The ack-pending count also has a hard ceiling: max_ack_pending on the consumer configuration (default 1,000 for pull consumers). Once this limit is reached, the server stops delivering new messages entirely — the consumer is back-pressured. If operators aren’t monitoring this, the stream’s num_pending grows unbounded while the consumer appears to be “working” but is actually throttled by its own unacknowledged backlog.
Server-side, a high ack-pending count increases memory pressure. The server tracks every pending ack with metadata (sequence number, delivery count, timestamp, reply subject). At scale — thousands of consumers each with thousands of pending acks — this metadata overhead becomes significant.
Slow message processing.

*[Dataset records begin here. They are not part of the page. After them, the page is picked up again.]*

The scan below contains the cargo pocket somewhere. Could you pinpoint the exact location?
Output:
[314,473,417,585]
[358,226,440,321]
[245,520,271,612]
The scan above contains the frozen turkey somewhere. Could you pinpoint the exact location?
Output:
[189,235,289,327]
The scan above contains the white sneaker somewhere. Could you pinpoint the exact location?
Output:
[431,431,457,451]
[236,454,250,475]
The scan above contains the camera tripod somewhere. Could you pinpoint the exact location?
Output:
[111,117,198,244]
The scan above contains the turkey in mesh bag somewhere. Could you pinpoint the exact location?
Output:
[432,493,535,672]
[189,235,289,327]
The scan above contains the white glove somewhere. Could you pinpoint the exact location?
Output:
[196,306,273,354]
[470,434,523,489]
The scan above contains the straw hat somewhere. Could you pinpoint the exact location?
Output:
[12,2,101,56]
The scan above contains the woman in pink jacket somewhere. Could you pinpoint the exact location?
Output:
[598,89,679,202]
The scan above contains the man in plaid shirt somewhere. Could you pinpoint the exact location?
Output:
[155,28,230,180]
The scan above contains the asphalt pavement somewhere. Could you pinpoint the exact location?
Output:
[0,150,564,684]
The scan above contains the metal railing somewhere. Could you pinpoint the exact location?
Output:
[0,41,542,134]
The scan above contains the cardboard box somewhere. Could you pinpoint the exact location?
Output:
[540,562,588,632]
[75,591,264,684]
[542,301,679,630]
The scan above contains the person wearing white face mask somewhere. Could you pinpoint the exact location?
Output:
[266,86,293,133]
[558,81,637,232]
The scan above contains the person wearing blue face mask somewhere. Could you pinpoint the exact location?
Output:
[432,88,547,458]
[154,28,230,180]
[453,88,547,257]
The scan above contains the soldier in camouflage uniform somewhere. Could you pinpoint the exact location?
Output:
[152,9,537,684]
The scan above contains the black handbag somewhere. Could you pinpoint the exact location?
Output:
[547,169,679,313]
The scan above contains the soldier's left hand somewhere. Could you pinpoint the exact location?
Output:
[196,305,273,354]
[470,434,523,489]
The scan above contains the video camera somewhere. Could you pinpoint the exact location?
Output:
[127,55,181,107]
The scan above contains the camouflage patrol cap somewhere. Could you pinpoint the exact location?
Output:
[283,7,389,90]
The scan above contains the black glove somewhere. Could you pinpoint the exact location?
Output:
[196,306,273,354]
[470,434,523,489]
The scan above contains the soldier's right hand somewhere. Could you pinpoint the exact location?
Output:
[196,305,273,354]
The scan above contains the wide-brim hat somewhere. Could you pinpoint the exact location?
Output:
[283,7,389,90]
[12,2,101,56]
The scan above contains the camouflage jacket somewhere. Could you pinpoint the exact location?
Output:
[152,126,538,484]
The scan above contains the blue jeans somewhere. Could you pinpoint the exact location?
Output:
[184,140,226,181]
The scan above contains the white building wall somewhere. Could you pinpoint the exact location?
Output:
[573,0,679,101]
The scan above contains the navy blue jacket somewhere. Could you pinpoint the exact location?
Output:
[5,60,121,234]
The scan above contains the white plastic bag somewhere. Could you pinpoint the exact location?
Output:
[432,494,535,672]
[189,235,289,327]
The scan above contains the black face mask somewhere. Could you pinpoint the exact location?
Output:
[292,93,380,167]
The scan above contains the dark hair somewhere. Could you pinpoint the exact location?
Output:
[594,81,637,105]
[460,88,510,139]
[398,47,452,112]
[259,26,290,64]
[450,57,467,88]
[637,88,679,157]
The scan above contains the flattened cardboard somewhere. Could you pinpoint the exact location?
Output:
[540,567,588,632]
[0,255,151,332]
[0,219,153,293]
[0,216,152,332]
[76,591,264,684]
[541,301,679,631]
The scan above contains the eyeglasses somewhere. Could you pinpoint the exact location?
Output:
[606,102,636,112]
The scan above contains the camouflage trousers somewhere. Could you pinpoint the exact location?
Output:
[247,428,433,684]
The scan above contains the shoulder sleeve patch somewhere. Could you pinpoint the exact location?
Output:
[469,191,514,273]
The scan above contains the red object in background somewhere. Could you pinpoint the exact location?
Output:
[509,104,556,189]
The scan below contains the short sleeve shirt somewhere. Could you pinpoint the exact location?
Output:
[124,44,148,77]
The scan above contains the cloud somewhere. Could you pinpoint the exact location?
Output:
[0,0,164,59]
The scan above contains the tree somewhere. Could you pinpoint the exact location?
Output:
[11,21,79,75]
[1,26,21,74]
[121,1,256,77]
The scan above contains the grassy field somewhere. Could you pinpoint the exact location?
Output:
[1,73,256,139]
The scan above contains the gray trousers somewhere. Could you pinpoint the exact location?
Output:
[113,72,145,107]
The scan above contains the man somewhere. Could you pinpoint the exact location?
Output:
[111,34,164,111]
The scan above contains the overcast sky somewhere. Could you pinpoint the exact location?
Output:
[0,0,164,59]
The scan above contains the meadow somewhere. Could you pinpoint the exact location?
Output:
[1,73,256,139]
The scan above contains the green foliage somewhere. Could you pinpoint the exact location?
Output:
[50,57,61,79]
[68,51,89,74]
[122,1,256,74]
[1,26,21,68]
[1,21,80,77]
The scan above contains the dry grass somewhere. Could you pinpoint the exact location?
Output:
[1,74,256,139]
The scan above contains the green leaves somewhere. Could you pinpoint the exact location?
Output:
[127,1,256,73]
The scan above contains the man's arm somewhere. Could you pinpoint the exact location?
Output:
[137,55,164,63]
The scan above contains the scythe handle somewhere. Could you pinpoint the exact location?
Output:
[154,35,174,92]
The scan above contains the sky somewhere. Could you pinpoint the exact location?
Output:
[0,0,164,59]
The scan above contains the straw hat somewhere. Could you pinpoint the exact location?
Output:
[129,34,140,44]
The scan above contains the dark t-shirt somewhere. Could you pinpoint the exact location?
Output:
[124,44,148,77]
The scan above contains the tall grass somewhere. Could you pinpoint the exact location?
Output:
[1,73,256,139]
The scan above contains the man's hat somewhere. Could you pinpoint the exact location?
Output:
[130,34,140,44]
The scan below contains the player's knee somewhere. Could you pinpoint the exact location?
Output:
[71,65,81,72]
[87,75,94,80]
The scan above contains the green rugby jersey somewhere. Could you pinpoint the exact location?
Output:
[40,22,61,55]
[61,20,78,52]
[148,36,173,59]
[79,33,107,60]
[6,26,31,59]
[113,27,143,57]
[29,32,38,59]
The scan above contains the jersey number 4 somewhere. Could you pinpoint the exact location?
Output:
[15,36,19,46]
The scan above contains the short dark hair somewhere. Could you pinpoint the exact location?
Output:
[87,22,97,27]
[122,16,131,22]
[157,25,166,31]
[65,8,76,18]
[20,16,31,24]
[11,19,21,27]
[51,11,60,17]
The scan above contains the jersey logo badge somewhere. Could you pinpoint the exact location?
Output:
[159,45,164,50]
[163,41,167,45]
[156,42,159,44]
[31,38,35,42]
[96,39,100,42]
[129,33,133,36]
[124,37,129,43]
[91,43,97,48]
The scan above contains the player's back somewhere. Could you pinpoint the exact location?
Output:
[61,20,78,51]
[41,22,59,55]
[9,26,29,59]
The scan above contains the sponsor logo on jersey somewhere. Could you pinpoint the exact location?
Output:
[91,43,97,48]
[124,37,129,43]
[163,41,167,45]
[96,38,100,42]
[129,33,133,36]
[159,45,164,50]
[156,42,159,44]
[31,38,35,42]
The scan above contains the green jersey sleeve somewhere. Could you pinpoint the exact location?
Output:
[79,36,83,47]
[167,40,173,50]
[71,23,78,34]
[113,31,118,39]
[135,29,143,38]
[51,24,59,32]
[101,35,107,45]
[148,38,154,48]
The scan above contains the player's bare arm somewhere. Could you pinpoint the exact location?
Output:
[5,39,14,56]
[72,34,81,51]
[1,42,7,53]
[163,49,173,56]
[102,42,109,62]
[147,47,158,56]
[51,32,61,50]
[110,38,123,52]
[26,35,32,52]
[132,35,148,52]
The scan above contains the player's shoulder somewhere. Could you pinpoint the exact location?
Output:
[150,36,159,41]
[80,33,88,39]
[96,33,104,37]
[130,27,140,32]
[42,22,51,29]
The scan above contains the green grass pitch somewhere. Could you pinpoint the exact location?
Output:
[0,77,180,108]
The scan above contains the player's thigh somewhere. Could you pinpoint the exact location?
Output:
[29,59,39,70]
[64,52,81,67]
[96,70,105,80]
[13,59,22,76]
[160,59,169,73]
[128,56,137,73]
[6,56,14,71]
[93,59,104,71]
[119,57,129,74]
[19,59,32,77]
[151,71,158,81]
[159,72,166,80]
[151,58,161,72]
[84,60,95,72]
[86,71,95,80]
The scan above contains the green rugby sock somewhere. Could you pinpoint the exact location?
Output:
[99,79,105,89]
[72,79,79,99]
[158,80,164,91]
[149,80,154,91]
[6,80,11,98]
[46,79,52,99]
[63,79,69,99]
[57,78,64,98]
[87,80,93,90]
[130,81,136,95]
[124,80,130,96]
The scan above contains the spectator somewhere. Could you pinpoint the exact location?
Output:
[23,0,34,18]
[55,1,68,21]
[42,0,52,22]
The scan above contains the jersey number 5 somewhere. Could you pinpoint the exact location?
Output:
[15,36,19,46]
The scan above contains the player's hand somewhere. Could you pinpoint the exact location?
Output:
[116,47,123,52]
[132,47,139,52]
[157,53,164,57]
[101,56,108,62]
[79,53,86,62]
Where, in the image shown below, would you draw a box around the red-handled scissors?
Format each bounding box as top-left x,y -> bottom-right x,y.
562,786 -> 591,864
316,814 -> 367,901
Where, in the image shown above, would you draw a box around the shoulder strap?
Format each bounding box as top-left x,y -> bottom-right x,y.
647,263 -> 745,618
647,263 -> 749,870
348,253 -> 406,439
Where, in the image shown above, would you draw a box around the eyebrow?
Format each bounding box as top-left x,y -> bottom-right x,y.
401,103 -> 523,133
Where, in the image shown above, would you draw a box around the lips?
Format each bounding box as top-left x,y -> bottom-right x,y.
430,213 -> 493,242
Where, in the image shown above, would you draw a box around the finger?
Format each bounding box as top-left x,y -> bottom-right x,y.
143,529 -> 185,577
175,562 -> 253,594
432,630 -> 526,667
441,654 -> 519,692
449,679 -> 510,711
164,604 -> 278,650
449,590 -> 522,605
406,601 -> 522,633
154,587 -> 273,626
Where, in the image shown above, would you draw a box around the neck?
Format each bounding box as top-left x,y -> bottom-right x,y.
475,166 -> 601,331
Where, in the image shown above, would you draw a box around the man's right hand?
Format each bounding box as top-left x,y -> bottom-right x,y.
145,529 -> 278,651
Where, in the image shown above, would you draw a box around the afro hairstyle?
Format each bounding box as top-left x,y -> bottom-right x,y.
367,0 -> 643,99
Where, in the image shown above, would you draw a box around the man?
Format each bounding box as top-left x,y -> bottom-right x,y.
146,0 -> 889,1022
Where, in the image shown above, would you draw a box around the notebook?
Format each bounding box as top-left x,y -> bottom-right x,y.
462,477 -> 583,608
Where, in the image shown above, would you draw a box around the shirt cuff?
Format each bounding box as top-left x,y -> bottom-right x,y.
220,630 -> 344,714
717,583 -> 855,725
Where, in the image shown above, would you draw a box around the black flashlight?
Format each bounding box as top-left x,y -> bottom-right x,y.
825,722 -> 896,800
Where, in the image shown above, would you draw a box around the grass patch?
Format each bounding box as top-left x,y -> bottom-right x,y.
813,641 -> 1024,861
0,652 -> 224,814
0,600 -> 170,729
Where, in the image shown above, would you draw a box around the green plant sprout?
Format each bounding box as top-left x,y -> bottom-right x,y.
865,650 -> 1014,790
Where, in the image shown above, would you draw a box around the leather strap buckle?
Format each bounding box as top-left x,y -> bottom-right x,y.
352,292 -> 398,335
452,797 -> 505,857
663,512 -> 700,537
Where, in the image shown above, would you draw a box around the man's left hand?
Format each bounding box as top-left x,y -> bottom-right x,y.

The consumer receives messages faster than it can process and acknowledge them. Database writes, HTTP calls, or complex computations in the message handler take longer than the inter-message delivery interval. The ack-pending count grows with each message that takes longer to process than the delivery rate allows.
Ack wait timeout too short. The ack_wait is configured shorter than the processing time for complex messages. Messages time out and are redelivered while the consumer is still processing the original delivery. Both the original and redelivered copies now occupy ack-pending slots.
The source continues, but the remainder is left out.